Только при такой энергичной, "лихорадочной" деятельности и можно было написать в каких-нибудь два года целую галерею картин из болгарской войны и новую коллекцию картин из индийской жизни. Весной 1879 года индийские картины были выставлены в Лондоне и произвели сильное впечатление. Принц Уэльский и многие другие выражали желание, чтобы картина процессии слонов непременно осталась в Англии, но английские художники протестовали, и, таким образом, дело расстроилось, что, впрочем, нисколько не огорчило Верещагина. Он нашел даже вполне естественным такой факт и высказал мысль, что "так должны были бы поступить и у нас относительно иностранцев", но что "к сожалению, у нас наоборот".

В начале 1880 года все картины и болгарские, и индийские привезены были Верещагиным в Петербург и выставлены в доме Безобразова, на Фонтанке, у Семеновского моста. Помещение для картин было превосходное: семь зал, из которых самый большой, по недостатку дневного света, освещался и днем электричеством; плата за вход была пять копеек. Брат нашего художника, А.В. Верещагин, помогавший ему в устройстве этой выставки, рассказывает о ней[2] [2 См. его книгу "У болгар и Заграницей"] следующее: "Перед открытием выставку посетил великий князь Владимир Александрович; осматривал до малейших подробностей и, по-видимому, остался очень доволен.

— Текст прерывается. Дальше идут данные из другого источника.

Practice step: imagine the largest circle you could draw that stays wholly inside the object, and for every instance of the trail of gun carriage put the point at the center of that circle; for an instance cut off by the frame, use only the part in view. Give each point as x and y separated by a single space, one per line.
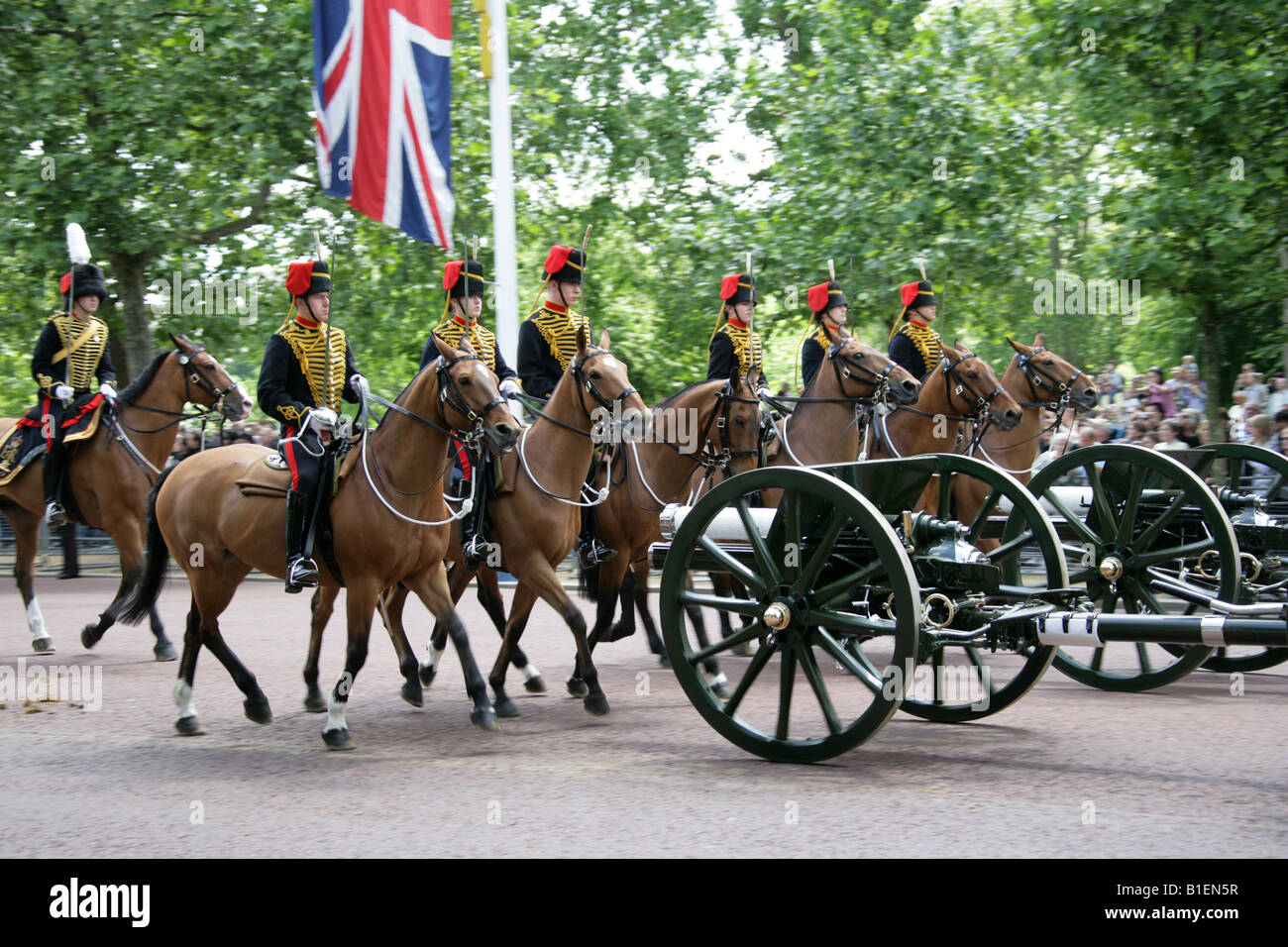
861 491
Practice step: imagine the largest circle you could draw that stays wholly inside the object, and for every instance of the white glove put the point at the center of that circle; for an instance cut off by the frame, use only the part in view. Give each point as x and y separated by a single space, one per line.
323 420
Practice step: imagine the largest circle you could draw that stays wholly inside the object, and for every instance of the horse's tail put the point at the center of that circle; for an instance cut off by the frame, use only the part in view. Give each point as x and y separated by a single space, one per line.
146 591
588 582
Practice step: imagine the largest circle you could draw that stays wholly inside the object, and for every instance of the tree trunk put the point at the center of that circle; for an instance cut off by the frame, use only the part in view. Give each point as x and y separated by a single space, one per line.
1211 368
130 272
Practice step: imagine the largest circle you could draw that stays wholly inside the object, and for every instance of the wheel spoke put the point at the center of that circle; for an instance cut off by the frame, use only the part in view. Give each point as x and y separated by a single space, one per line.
815 681
822 554
758 663
786 680
838 587
1127 525
863 672
764 561
984 513
1072 519
732 566
1100 500
1146 539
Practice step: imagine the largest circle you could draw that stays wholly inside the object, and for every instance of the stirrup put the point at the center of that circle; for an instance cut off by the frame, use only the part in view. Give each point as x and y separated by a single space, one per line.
300 574
591 553
55 515
476 551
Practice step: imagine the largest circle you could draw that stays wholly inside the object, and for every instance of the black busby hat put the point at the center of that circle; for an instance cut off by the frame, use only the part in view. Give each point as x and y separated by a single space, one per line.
824 296
308 277
738 287
565 264
463 279
85 279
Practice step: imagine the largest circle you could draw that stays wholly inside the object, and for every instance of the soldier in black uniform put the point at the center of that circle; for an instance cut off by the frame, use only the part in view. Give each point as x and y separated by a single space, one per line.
69 354
914 344
464 286
829 307
735 342
308 367
548 341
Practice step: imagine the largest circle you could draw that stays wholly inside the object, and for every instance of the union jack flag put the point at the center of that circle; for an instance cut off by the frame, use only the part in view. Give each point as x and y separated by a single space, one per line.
381 91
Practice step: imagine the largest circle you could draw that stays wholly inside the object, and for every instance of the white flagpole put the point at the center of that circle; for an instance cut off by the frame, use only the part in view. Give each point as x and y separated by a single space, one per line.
502 184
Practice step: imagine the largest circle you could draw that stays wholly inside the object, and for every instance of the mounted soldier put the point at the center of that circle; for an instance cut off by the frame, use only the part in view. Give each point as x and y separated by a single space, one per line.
308 367
462 309
914 344
69 354
548 341
829 308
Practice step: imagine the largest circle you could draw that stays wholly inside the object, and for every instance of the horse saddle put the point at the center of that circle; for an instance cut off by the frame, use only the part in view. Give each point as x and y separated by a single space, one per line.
25 441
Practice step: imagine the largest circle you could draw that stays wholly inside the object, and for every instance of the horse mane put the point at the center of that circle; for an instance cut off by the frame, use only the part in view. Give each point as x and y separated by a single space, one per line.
141 384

"Спустя порядочно времени, в самый разгар, когда публика валила к нам ежедневно тысячами, мы узнаем, что император Александр II непременно желает видеть картины, и не на выставке, а у себя в Зимнем дворце.

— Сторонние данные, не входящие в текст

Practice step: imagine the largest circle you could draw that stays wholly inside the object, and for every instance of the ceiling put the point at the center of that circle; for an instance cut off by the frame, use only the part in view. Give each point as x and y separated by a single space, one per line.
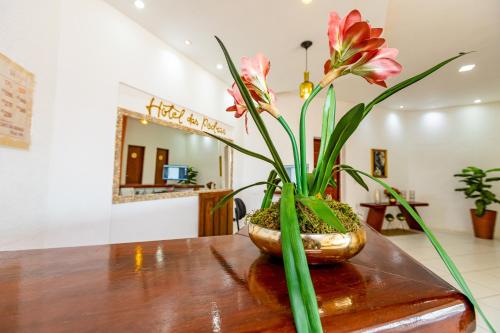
425 32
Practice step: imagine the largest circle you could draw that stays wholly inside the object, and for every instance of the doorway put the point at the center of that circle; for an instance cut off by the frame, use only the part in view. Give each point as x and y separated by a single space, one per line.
161 160
135 164
330 190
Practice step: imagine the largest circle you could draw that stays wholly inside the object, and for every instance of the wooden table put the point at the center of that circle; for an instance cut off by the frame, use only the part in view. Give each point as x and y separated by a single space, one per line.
218 284
376 214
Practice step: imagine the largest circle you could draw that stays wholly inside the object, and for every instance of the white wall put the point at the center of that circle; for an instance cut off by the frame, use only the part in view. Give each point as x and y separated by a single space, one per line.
32 41
84 49
442 143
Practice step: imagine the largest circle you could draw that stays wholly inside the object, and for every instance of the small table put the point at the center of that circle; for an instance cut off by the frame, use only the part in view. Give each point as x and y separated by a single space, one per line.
376 214
218 284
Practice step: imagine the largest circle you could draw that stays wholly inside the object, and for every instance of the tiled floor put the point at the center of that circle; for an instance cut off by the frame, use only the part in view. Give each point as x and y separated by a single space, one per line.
477 259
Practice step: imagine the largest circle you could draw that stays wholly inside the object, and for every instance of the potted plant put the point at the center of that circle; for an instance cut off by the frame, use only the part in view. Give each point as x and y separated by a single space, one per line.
478 187
304 217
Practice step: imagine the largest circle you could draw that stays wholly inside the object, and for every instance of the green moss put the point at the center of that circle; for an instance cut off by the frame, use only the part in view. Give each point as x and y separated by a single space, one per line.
308 222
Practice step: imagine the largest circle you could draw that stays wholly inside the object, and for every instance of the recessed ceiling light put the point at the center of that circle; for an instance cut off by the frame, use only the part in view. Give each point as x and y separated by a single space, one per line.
139 4
466 68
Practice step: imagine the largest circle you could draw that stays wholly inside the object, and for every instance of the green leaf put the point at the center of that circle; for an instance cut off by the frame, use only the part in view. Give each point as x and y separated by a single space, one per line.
323 211
492 179
328 123
400 86
272 182
253 112
452 268
292 247
227 197
344 129
354 176
480 207
243 150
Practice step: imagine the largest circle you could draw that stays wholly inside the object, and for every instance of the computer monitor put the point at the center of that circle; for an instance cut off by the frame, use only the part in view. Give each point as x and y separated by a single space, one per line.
174 172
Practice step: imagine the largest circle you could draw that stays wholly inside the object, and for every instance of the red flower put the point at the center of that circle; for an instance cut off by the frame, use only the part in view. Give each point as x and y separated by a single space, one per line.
239 108
350 40
254 75
377 65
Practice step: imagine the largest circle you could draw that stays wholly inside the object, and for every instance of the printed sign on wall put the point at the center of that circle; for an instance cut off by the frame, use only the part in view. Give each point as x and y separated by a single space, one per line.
153 107
16 98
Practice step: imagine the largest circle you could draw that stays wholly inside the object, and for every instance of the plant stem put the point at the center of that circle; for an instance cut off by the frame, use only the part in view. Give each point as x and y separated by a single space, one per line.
302 135
296 160
328 122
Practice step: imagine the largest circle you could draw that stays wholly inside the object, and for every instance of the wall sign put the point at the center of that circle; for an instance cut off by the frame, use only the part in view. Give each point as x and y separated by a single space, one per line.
16 98
154 107
170 112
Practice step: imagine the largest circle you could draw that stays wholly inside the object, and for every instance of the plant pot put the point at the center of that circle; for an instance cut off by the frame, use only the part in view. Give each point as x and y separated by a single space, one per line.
484 226
319 248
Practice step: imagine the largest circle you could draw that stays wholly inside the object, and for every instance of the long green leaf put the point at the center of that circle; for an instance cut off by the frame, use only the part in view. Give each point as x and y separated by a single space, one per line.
400 86
272 182
328 123
253 112
452 268
226 198
243 150
344 129
303 138
323 211
291 235
292 279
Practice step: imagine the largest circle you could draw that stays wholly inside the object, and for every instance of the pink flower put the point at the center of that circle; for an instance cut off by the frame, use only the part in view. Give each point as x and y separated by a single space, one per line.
239 108
352 39
377 65
254 74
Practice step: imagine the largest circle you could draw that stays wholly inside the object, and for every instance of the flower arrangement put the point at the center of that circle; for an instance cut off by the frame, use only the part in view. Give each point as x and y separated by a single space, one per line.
355 48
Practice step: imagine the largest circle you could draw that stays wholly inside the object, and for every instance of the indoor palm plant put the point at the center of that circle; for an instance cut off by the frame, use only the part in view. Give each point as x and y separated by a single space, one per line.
355 48
478 184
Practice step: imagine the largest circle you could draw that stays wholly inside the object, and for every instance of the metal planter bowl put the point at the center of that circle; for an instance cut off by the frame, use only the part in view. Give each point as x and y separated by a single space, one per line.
320 248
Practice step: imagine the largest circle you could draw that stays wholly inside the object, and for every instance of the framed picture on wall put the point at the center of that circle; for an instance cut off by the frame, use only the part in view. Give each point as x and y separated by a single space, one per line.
379 163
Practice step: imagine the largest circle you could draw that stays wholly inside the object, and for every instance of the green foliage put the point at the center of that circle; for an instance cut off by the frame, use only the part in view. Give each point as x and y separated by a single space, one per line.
323 211
452 268
272 182
296 268
191 176
349 125
477 185
309 222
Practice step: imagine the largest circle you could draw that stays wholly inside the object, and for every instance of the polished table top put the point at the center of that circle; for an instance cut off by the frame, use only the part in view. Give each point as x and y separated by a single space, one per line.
217 284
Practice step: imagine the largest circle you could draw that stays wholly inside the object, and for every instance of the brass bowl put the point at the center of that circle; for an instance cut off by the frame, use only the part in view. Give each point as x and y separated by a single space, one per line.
319 248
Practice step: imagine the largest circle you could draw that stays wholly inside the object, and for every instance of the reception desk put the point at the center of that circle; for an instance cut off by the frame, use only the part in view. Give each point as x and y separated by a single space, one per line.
218 284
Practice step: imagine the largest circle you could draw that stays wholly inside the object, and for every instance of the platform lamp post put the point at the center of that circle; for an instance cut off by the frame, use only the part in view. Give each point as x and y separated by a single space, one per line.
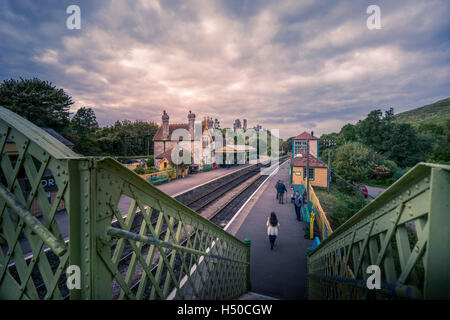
329 144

"А надо сказать, что все картины были в рамах, и некоторые из них колоссальных размеров. Поэтому можно себе представить, сколько нам предстояло затруднений. Главная же задача заключалась в том, как быть с публикой. Но все устроилось отлично. Объявили в газетах о перерыве, а затем, в назначенный день, утром, к нам явилась, не помню, рота или две преображенцев. Они подхватили картины, как есть, в рамах и понесли их лежмя прямо во дворец. Я сопровождал их тогда. Потом приехал туда сам художник, и в день-два картины были расставлены в Белом Николаевском зале. Брату крайне не нравилось одно только - что зал белый, и что снег, который изображался на некоторых его военных картинах, выходил желтее стен зала.

"При осмотре картин Государем брать не присутствовала Я же, хотя и был в зале, но перед самым приходом Государя ко мне вышел заведующей дворцом, генерал Дельсаль, и объявил, что Его Величество желает осматривать картины совершенно один. Впоследствии брат передавал мне, что государь почти перед каждой картиной останавливался, качал головой и с грустью восклицал: "Все это верно, все это так было".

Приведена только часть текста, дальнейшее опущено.